Investment Property Mortgages
You have several mortgage options when buying a home as an investment property - the right one depends on the type of real estate investment you buy. The right one for you depends on whether you're going to live in a multi-unit property, how much you plan to spend, your down payment, landlord experience, current mortgage rates and your time frame.
In most cases, investment property mortgage rates are higher than those for primary residences or second homes.
FHA and VA home loans
These government-backed mortgages only let you purchase two- to four-unit properties, and you must live in one of the units. You can put zero down for VA loans, or 3.5 percent down for FHA home loans. Unlike most conventional (non-government) mortgages, there is no requirement that you have previous landlord experience.
Conforming mortgages (Fannie Mae and Freddie Mac)
These are popular. You can finance a multi-unit building as a primary residence or as an investment. For home loans when the borrower will not be occupying the property, most conforming lenders require the following:
- A down payment of at least 20%, with a maximum debt-to-income ratio of 36% plus a FICO score of at least 680, or a maximum debt-to-income ratio of 45% plus a FICO of at least 720. Otherwise, you need 25% down or more.
- Six months of "reserves," which means enough cash to cover six months of payments in case your place becomes vacant.
- Documented previous experience as a landlord or in property management. This is a tough one for many first-timers.
Once you have four financed properties, you'll have a harder time getting conforming loans. But Fannie Mae does offer a program for those with 5-10 financed properties for highly qualified borrowers.
Portfolio mortgage options
Portfolio lenders, like your neighborhood bank, may have more creative programs (called non-QM, non-prime, portfolio, Alt-A or non-conforming loans) and finance local investments more easily. You may also need to go that route if your property requires an especially large mortgage or if you lack landlord experience.
If you have enough home equity, you could also finance an investment property with a loan against your primary residence. This strategy could get you better mortgage terms, but your home is on the line if your investment fails.
If you buy a foreclosure property at auction (risky) or need a quick close to beat out the competition, you'll have to bring cash.

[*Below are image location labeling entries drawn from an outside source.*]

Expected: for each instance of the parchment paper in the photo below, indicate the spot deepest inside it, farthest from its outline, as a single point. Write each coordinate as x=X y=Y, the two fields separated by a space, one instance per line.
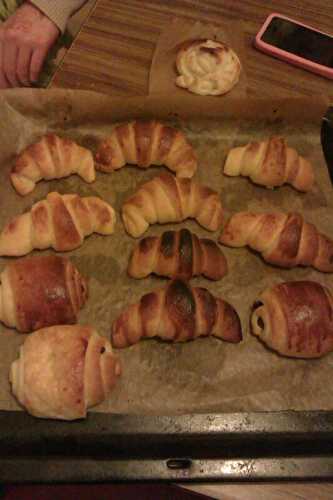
x=163 y=71
x=206 y=375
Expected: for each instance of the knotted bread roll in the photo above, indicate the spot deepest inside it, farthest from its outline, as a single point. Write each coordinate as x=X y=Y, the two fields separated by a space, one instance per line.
x=62 y=371
x=41 y=291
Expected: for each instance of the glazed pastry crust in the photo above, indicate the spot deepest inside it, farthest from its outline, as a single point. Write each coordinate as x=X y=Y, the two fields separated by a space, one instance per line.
x=295 y=319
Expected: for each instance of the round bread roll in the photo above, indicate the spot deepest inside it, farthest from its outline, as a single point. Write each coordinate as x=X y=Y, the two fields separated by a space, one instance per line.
x=207 y=67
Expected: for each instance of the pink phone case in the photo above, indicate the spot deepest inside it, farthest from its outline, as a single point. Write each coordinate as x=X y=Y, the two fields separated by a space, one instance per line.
x=287 y=56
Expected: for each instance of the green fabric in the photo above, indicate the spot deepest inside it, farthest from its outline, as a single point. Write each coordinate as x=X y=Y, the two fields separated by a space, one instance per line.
x=7 y=8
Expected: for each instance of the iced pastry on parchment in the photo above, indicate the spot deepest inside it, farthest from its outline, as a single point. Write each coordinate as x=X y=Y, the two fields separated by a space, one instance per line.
x=295 y=319
x=207 y=67
x=62 y=371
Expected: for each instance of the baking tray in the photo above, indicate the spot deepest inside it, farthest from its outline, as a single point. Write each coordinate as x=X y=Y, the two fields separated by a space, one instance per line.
x=290 y=445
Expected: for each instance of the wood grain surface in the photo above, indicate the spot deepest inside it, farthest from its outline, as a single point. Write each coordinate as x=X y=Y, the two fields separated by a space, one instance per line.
x=113 y=52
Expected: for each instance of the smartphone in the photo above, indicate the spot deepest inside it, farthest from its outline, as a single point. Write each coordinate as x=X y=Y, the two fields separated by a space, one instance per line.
x=297 y=44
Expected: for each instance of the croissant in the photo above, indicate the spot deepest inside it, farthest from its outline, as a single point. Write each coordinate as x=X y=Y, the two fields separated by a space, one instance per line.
x=52 y=157
x=166 y=198
x=177 y=254
x=62 y=371
x=41 y=291
x=285 y=240
x=144 y=144
x=59 y=221
x=270 y=163
x=295 y=319
x=177 y=313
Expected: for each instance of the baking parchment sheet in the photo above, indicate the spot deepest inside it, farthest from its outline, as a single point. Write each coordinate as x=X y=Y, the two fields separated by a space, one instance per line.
x=205 y=375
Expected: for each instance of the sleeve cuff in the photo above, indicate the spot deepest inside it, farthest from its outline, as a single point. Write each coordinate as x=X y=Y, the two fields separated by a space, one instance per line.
x=59 y=11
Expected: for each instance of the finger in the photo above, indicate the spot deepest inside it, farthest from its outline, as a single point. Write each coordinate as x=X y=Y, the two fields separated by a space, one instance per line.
x=10 y=53
x=4 y=84
x=36 y=64
x=23 y=66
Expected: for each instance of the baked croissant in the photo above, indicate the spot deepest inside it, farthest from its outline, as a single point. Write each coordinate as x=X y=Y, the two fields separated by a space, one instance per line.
x=285 y=240
x=270 y=163
x=177 y=254
x=62 y=371
x=177 y=313
x=52 y=157
x=59 y=221
x=295 y=319
x=166 y=198
x=41 y=291
x=144 y=144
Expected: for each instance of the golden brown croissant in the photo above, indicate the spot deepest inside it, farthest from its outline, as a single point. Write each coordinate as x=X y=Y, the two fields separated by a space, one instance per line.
x=52 y=157
x=59 y=221
x=285 y=240
x=62 y=371
x=177 y=254
x=270 y=163
x=166 y=198
x=295 y=319
x=146 y=143
x=177 y=313
x=41 y=291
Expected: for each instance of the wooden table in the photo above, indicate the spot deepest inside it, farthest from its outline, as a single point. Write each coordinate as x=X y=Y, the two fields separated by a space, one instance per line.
x=114 y=50
x=113 y=54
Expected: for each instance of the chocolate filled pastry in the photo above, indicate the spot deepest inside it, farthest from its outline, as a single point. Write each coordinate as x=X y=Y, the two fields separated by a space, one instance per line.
x=295 y=319
x=146 y=143
x=41 y=291
x=167 y=198
x=62 y=371
x=59 y=221
x=177 y=254
x=207 y=67
x=177 y=313
x=52 y=157
x=270 y=163
x=285 y=240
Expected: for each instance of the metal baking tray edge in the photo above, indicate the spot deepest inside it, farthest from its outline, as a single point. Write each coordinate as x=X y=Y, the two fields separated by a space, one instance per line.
x=258 y=446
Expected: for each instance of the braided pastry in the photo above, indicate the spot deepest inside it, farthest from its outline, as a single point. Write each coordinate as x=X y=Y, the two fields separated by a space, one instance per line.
x=52 y=157
x=166 y=198
x=147 y=143
x=285 y=240
x=62 y=371
x=41 y=291
x=59 y=221
x=177 y=313
x=177 y=254
x=295 y=319
x=270 y=163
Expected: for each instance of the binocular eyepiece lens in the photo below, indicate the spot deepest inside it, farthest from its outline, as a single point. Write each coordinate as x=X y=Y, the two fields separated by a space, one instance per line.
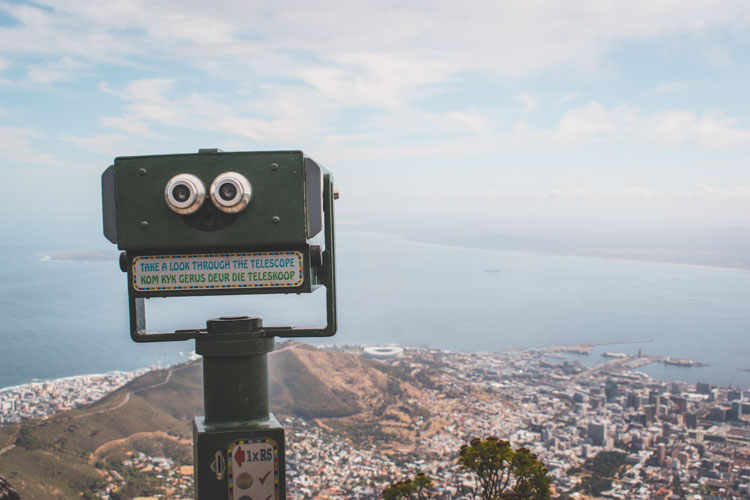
x=181 y=193
x=227 y=191
x=231 y=192
x=185 y=194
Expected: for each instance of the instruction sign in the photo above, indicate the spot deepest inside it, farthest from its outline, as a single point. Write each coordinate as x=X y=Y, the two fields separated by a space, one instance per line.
x=253 y=468
x=212 y=271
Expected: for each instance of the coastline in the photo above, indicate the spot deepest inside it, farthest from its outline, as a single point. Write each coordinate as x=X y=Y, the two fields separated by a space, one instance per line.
x=42 y=398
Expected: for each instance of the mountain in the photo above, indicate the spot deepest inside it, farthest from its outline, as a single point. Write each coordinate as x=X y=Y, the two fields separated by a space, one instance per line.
x=74 y=453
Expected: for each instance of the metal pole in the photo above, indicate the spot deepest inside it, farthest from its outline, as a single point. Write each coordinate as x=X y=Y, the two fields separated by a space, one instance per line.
x=238 y=447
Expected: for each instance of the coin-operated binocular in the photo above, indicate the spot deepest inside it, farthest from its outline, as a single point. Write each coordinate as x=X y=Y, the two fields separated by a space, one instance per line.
x=217 y=223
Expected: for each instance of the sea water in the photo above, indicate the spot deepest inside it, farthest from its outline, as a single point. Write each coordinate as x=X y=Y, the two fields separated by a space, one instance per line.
x=62 y=318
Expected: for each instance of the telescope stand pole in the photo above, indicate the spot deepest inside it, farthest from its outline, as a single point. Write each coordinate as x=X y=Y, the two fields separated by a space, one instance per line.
x=238 y=446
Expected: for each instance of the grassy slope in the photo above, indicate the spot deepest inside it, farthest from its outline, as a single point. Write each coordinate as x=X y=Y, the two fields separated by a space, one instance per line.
x=54 y=457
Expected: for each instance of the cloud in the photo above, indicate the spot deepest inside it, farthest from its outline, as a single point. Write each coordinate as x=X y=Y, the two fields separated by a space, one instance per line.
x=528 y=101
x=711 y=129
x=639 y=193
x=501 y=38
x=704 y=192
x=104 y=143
x=572 y=192
x=16 y=145
x=65 y=69
x=590 y=122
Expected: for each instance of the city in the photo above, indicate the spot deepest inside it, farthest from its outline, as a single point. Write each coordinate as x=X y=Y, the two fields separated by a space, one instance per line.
x=671 y=438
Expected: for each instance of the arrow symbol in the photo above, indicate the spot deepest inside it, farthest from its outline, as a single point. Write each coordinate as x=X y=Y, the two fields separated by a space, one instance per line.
x=239 y=456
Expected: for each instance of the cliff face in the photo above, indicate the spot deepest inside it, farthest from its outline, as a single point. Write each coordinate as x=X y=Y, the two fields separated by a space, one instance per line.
x=6 y=491
x=81 y=450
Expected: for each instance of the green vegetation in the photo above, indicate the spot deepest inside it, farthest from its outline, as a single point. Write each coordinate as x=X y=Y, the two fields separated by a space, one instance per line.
x=415 y=488
x=504 y=473
x=598 y=472
x=296 y=391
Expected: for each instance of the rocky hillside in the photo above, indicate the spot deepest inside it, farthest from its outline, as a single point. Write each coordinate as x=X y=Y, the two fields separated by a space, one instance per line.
x=72 y=454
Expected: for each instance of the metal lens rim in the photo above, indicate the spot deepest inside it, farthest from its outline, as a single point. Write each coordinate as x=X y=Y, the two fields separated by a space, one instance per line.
x=193 y=202
x=240 y=200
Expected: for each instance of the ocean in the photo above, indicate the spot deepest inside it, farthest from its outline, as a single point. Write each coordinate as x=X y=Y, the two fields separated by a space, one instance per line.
x=66 y=317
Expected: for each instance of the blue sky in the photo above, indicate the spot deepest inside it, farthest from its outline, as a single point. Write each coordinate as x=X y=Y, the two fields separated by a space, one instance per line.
x=538 y=115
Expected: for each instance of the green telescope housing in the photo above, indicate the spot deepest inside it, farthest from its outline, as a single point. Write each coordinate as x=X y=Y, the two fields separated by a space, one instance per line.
x=221 y=223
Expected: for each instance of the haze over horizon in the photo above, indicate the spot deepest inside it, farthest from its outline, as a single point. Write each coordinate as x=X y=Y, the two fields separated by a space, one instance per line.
x=584 y=121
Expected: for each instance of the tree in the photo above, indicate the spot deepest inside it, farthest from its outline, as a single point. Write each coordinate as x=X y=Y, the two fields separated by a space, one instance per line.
x=503 y=473
x=418 y=486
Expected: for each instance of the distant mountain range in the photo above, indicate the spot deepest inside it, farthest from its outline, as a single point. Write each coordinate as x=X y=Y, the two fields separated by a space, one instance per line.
x=74 y=453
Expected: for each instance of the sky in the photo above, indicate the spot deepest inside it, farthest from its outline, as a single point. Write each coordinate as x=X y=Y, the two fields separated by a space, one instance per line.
x=528 y=117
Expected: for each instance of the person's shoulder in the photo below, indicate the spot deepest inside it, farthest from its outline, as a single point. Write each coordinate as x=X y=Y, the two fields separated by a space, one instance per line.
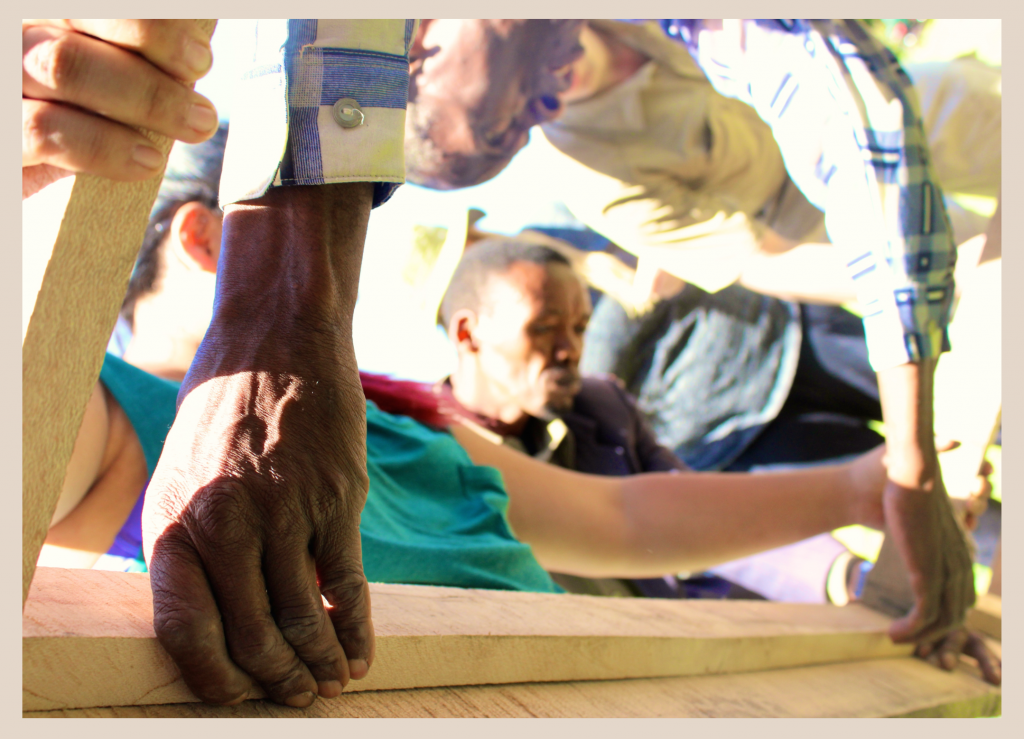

Property flippers often use "hard money," or private lenders to get that cash. They pay several points up front, a high interest rate and make a substantial down payment. However, they only borrow the money for a short period of time, just enough to rehabilitate the property and sell it.
This can be a good strategy. If you get the chance to make 30% on a flip, paying out 10% for financing won't kill you. But if it takes too long to sell the house, this kind of financing can drain your resources very quickly.
How to Invest in Real Estate: Don't be Intimidated
Harvard University's Joint Center for Housing Studies has concluded again and again that real estate investing is one of the most effective ways to build wealth in the U.S.
It's more than just making deposits into a mutual fund. That's because of three things…
- ... having a mortgage builds equity as you pay it (called "forced savings")...
- ... real estate gets such favorable tax treatment…
- ... the potential for both rental income and property appreciation.
Successful real estate investment takes hard work, diligence, and a good team (including you, your real estate agent and your mortgage lender).